La vida franciscana tuvo su origen en la escucha de Cristo y su evangelio. Nos lo muestra el episodio ante el Cristo de la ermita de San Damián, cuando el Señor mismo pidió a Francisco que reparara su Iglesia, que amenazaba ruina. Y aquel otro en que estando en la Porciúcula con sus primeros dos compañeros, después de escuchar el relato de misión de los discípulos, Francisco exclamó: “Esto es lo que yo quiero, esto es lo que yo busco, esto es lo que en lo más íntimo del corazón anhelo poner en práctica” (Tomás de Celano, Vida Primera, IX, 22).

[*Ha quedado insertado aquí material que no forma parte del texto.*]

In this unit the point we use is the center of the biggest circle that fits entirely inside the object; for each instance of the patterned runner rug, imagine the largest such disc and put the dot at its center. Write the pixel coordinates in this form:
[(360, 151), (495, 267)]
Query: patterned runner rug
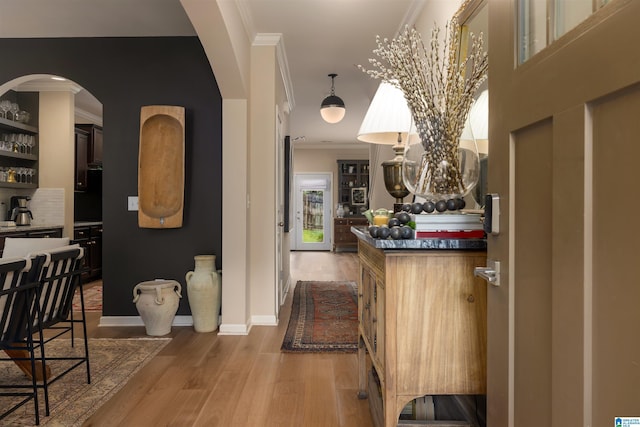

«Vivir según el santo Evangelio» fue el carisma específico revelado por el Señor a san Francisco. El resultado de su encuentro con la Buena Noticia del Padre fue una vida pobre, humilde, fraterna, entregada a la predicación y a las obras de misericordia. Ser discípulo no consiste en seguir una idea, es encuentro y familiaridad con una persona: Jesucristo. El hermano menor vive su vocación a la luz de la experiencia de san Francisco de Asís y sus primeros hermanos, es decir, siguiendo con radicalidad las huellas de Cristo. Como María, Virgen hecha iglesia, también nosotros queremos meditar y guardar en el corazón el evangelio, la Palabra del Padre, para conformar nuestra vida con la vida de Cristo, su Hijo, “que Él nos dio, nació por nosotros, se ofreció a sí mismo como sacrificio en la cruz y nos dejó un ejemplo para que sigamos sus huellas” (San Francisco, II Carta a los fieles 11-13).